In partnership with the American Information Research Services, Inc., Redfin has come up with an estimate stating that 2.7 million renters in the United States faced eviction in 2015, which suggests the existence of a serious problem with the potential to cause widespread consequences. After all, eviction can cause a serious disruption in someone’s normal routine, thus making a bad situation that much worse by making it more challenging for them to continue earning their income while cutting off their access to potential sources of assistance. Furthermore, it should be noted that the consequences of eviction are not limited to renters but can spread throughout their communities, as shown by how higher rates of eviction tend to result in higher rates of crime and other social problems.
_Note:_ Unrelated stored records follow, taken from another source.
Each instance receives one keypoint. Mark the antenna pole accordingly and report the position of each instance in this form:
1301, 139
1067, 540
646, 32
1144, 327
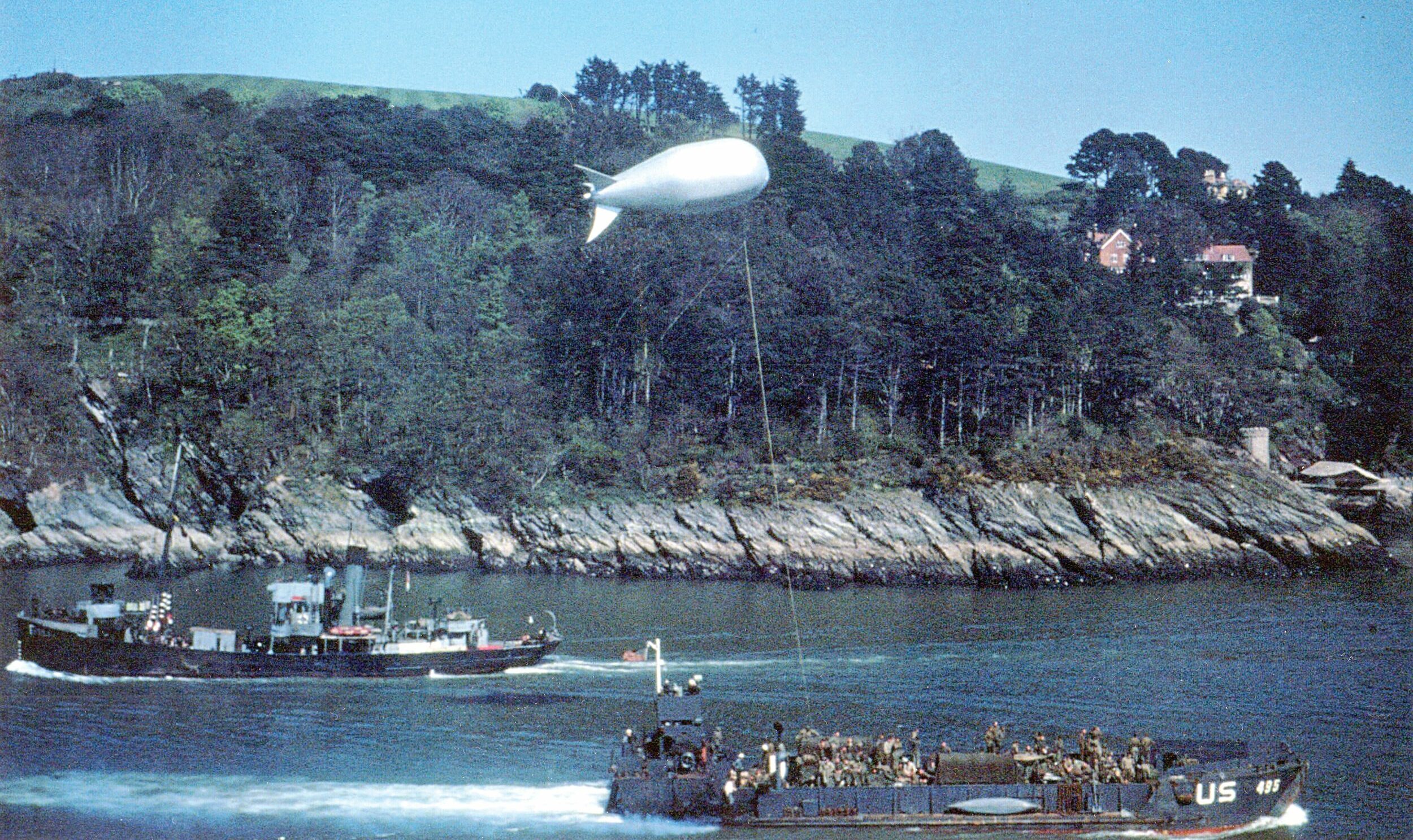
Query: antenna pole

With that said, it is important to note that this is no more than an estimate because there is no such thing as a national database of evictions, though the U.S. Census Bureau has announced its plans to set up something along those lines in 2017. As a result, the 2.7 million number was extrapolated using figures collected for local regions, which may or may not reflect the situation in the whole of the United States in an accurate manner. However, it should be noted that such figures often under-count the number of evictions because they can take on both formal and informal forms, meaning that the official cases with clear paper trails are no more than a small percentage of all of the cases that exist out there. In fact, one study based on the city of Milwaukee suggests that this percentage could be as low as 24 percent, which has some rather troubling implications for the situation in the current U.S. housing market.
What Are the Causes of the Eviction Problem in the United States?
The cause of the eviction problem in the United States is clear. In brief, people are supposed to spend no more than 30 percent of their income on their housing, but more than 20 million renters in the United States spent at least that percentage in 2015. For comparison, this makes more than half of all the renters in the United States cost-burdened renters, meaning that they are much more vulnerable to economic shocks because of the increased extent to which such incidents can affect their ability to maintain their housing.
In significant part, this trend can be attributed to how the cost of housing has been rising throughout the United States without a corresponding rise in the income of housing consumers. For example, the costs of homes for sale rose by 48.6 percent between 2011 and 2016, while the costs of homes for rent rose by 19.4 percent between the same period of time. In contrast, the median household income in the United States was $50,054 in 2011 and $56,516 in 2015, meaning that it has failed to match the same rate of increase barring the improbable scenario of a massive increase in 2016 that has somehow managed to fail to make the news. Summed up, these numbers make it clear that the eviction problem in the U.S. housing market is not vanishing on its own but instead becoming worse and worse as time passes, suggesting that something needs to be done about it sooner rather than later to prevent its potential consequences from coming to pass.
What Can Be Done About the Eviction Problem?
Dealing with the problem will be much easier said than done because it is a multi-faceted problem in need of a multi-faceted solution. For example, U.S. cities on the two coasts are seeing increases in their housing costs because there is insufficient housing for all of the people who want to live in them, thus making existing housing more and more unaffordable for their current residents. As a result, it should be possible to alleviate the worst of the problem in those regions by increasing the amount of housing that is available within them, whether by setting aside more space for housing development or by encouraging real estate developers to engage in housing development with the use of tailored incentives.
In contrast, the Rust Belt has more than enough housing for people who want to live there, but suffers from the fact that its residents have had stagnant wages for some time now. Theoretically, an economic resurgence could be what it needs to alleviate its eviction problem, but under the circumstances, the expansion of government benefits is much likelier to produce the desired results while remaining implementable so long as there is sufficient political will to push such a program. Other examples of potential solutions range from informing more people about potential sources of assistance to providing increased legal counsel to those who are facing formal eviction, which may or may not prove useful in all of the housing markets that can be found throughout the United States.
On a final note, it should be mentioned that the eviction problem seems to hit some demographics much harder than others, meaning that an examination of their needs and circumstances could prove valuable insight into potential methods for combating the problem. For example, the same cycle of poverty that is responsible for sending a disproportionate number of black men to the prison system seems to be responsible for evicting a disproportionate number of black women as well, which has the same effect of perpetuating the problem over the course of generations. Furthermore, immigrants to the United States seem to be affected more as well, which is unfortunate but unsurprising because of how they have fewer resources to overcome such challenges.
It remains to be seen whether the eviction problem in the U.S. housing market will be either solved sometime in the near future or permitted to continue until it becomes bad enough that something has to be done about it. Whatever the case, it is clear that it will take a concerted effort from not just governments but also businesses, nonprofit organizations, and other stakeholders to overcome because it is so entrenched in the current state of things, meaning that less serious efforts might be able to provide some short-term relief but no more than that.